Dès lors, sans qu'il soit nécessaire et opportun au cas présent d'ordonner une nouvelle expertise, mesure d'instruction longue et onéreuse, au regard de l'ensemble des pièces du dossier, il est démontré que le navire vendu le 17 juillet 2017 par M. [C] à M. [D], bien que paraissant bien entretenu s'agissant de son aspect extérieur et peu important la date ancienne de sa fabrication (2008), était bien atteint au moment de sa vente d'un vice caché, consistant en un dysfonctionnement du réservoir d'essence induisant un risque d'explosion par émanation de vapeurs d'essence, un vice donc grave et antérieur à la vente.
Ce faisant, c'est à raison que les premiers juges ont, en raison de ces vices cachés, ordonné la résolution de la vente conclue le 17 juillet 2017 entre les parties.
En application des dispositions de l'article 1644 du code civil, c'est également à bon droit que la juridiction de premier ressort a ordonné la restitution du prix payé -moins le coût des moteurs déjà revendus- à M. [D] et la remise en contrepartie à M. [C] dudit bateau.
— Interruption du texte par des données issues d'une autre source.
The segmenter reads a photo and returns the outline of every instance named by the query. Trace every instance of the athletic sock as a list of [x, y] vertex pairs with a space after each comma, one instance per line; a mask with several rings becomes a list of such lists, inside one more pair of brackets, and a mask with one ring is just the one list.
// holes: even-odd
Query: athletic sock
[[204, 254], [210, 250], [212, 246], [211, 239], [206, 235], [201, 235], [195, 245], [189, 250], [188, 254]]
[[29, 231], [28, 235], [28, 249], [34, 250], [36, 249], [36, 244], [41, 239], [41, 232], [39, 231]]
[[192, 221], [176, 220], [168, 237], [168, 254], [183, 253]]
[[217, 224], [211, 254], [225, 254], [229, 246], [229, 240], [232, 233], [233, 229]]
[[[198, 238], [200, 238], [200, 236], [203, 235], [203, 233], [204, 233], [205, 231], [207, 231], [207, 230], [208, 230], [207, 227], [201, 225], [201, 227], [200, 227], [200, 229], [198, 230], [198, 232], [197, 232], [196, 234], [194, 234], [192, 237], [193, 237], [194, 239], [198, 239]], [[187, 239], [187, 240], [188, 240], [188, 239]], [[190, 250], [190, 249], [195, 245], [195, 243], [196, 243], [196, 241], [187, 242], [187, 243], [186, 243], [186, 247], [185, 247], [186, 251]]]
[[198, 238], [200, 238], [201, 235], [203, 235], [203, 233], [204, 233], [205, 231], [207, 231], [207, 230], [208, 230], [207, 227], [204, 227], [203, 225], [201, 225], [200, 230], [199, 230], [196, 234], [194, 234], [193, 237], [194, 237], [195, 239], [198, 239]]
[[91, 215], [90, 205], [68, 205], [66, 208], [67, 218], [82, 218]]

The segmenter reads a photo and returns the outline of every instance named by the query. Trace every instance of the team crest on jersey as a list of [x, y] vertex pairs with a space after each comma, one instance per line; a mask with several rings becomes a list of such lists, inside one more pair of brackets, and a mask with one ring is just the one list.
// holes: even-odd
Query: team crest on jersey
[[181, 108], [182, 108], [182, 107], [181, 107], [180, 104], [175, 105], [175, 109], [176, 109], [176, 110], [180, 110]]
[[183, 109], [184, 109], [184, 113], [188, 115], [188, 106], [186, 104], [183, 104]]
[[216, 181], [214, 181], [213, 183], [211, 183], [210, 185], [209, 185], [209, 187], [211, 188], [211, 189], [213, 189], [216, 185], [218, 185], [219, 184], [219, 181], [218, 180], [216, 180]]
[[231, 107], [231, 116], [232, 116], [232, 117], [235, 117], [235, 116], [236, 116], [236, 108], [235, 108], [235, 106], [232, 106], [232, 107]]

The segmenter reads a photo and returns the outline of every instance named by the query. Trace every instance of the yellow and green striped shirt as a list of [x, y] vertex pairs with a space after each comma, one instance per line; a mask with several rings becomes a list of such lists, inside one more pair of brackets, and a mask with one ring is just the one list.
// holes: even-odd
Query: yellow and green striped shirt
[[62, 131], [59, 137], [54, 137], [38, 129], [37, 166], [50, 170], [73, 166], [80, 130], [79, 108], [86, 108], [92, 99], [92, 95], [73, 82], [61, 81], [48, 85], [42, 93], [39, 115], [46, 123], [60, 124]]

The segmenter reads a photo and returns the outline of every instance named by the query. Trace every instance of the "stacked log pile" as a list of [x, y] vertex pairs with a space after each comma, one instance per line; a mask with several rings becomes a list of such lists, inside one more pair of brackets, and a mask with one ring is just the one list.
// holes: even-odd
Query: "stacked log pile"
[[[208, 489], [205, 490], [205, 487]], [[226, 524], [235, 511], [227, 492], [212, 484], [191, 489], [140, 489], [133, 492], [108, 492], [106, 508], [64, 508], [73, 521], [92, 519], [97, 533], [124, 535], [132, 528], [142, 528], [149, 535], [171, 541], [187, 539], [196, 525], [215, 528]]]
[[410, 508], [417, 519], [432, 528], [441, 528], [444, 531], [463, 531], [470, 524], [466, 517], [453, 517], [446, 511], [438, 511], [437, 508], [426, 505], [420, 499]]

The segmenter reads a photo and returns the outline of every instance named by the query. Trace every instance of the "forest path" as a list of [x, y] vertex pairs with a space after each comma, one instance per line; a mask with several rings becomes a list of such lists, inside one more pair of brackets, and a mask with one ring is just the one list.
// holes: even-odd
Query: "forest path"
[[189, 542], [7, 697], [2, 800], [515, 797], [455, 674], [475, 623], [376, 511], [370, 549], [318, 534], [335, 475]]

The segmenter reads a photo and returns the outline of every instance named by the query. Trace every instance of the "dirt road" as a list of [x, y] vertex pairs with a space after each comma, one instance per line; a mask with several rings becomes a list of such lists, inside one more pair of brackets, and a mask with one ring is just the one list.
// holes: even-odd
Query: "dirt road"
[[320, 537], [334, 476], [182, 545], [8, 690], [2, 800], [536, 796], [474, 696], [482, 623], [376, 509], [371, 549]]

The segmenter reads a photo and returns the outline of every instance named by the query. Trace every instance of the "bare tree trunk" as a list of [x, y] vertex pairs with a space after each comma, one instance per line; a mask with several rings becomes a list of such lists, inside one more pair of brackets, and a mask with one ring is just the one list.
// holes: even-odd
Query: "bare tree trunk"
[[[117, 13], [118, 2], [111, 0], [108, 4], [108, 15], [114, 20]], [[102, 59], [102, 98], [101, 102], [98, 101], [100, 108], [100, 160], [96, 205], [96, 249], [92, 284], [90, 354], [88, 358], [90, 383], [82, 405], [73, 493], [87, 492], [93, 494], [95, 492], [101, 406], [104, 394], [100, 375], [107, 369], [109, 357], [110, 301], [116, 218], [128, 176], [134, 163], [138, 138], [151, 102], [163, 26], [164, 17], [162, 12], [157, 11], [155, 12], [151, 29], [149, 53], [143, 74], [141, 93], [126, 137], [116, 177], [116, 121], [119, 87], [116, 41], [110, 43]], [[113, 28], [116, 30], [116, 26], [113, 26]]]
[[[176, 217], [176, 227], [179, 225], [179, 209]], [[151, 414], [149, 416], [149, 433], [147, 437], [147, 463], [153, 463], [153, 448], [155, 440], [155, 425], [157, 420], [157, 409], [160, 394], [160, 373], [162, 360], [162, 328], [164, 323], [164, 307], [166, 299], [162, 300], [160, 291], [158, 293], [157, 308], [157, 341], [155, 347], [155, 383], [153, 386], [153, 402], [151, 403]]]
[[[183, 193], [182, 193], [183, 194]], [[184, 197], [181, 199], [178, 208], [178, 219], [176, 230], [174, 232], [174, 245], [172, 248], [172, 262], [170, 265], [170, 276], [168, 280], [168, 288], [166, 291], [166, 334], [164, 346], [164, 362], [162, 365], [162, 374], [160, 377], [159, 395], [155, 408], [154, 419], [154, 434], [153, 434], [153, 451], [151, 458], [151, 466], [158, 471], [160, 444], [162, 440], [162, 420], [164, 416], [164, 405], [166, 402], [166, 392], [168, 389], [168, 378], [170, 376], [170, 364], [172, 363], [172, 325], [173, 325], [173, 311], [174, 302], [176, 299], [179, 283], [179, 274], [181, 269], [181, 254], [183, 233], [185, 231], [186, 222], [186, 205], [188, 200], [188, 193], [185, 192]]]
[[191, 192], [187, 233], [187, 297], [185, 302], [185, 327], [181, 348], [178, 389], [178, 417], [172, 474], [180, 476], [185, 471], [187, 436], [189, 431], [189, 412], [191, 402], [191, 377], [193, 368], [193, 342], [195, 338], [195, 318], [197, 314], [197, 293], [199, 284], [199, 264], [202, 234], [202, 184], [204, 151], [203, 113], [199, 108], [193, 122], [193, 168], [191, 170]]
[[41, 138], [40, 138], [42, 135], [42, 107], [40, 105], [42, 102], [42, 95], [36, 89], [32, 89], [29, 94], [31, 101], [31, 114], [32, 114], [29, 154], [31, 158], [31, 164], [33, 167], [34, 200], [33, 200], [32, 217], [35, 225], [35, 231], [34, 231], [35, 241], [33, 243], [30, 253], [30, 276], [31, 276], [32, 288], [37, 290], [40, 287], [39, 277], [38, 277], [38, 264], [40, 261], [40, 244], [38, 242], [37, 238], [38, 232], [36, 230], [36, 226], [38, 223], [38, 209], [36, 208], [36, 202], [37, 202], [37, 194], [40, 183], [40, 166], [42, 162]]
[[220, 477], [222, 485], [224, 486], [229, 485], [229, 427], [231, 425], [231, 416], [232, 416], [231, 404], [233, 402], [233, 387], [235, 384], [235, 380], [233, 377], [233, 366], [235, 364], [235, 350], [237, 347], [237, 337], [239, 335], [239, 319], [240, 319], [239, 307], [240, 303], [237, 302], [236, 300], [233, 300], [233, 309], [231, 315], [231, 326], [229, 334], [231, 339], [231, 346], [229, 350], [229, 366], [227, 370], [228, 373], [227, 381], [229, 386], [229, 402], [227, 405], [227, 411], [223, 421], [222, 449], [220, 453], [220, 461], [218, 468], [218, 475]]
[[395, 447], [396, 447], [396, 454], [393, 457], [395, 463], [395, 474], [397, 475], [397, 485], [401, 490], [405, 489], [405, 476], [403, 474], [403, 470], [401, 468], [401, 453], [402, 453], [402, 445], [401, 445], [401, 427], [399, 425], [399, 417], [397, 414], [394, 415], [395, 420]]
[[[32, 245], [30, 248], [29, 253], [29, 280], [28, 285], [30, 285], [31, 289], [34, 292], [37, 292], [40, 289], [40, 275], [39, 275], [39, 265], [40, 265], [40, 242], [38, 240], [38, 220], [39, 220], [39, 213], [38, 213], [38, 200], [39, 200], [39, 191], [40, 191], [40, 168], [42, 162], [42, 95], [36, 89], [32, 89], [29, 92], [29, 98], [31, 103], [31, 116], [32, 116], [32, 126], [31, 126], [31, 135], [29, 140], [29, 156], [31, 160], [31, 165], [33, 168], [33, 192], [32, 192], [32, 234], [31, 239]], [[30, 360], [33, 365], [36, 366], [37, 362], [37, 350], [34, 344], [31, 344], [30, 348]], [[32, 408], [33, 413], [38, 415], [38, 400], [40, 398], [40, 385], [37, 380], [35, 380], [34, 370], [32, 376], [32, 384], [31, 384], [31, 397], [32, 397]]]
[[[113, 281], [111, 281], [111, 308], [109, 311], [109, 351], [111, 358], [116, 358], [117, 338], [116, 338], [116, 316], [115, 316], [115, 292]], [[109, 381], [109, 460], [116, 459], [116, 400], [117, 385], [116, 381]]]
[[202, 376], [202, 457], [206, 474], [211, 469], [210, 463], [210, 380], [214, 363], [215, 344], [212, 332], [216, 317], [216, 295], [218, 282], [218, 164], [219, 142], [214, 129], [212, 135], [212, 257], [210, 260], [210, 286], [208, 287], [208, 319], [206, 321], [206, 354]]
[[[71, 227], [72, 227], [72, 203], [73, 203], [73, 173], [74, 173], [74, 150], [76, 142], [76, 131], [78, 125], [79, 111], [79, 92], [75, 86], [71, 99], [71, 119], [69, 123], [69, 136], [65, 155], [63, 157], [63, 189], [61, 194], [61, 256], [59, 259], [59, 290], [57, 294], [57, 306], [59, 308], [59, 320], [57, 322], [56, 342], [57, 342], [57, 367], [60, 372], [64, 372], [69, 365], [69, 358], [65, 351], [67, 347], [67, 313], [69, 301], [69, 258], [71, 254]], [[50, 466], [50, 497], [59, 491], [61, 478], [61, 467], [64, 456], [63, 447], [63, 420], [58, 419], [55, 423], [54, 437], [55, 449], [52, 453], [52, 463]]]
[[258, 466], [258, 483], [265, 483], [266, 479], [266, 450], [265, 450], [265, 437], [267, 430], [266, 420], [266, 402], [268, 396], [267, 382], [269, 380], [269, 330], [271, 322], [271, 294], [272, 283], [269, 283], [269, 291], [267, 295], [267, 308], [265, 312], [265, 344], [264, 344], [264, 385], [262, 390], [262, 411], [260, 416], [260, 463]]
La capitalisation des intérêts est valablement fondée sur les dispositions de l'article 1343-2 du code civil.
En conséquence, sans avoir lieu à organisation d'une nouvelle expertise, le jugement querellé sera donc confirmé de ces chefs.
Sur la demande de remboursement des frais occasionnés par la vente
A l'énoncé de l'article 1646 du code civil, si le vendeur ignorait les vices de la chose, il ne sera tenu qu'à la restitution du prix, et à rembourser à l'acquéreur les frais occasionnés par la vente.
Les frais occasionés par la vente s'entendent des dépenses directement liées à la conclusion du contrat.
En l'espèce, ainsi que le soulignent les premiers juges, M. [D] réclame l'indemnisation des frais distincts du prix d'achat sans invoquer la mauvaise foi du vendeur.
Aussi, il y aura lieu de rejeter ces demandes relatives aux frais de carburant ou de vidange du réservoir pendant la traversée du navire qui ne sont pas directement liés à la conclusion du contrat tout comme celle liée aux frais de gardiennage du navire. En conséquence, le jugement querellé sera confirmé de ce chef.
Sur les mesures accessoires
Le jugement est confirmé en ce qu'il a statué sur les dépens et les demandes en application des dispositions de l'article 700 du code de procédure civile.
En application de l'article 696 du code de procédure civile, M. [C] qui succombe en son appel, sera condamné aux dépens de l'instance d'appel. S'agissant des frais irrépétibles, les circonstances de la cause commandent l'application des dispositions de l'article 700 du code de procédure civile, l'intimé ayant été contraint d'exposer des frais irrépétibles devant la cour.
PAR CES MOTIFS
La cour
- confirme en toutes ses dispositions critiquées le jugement ;
Y ajoutant,
- déboute M. [O] [C] et M. [R] [D] de leurs demandes plus amples ou contraires ;
- condamne M. [O] [C] au paiement des dépens d'appel ;
- condamne M. [O] [C] à payer à M. [R] [D] la somme de 5 000 euros en application de l'article 700 du code procédure civile.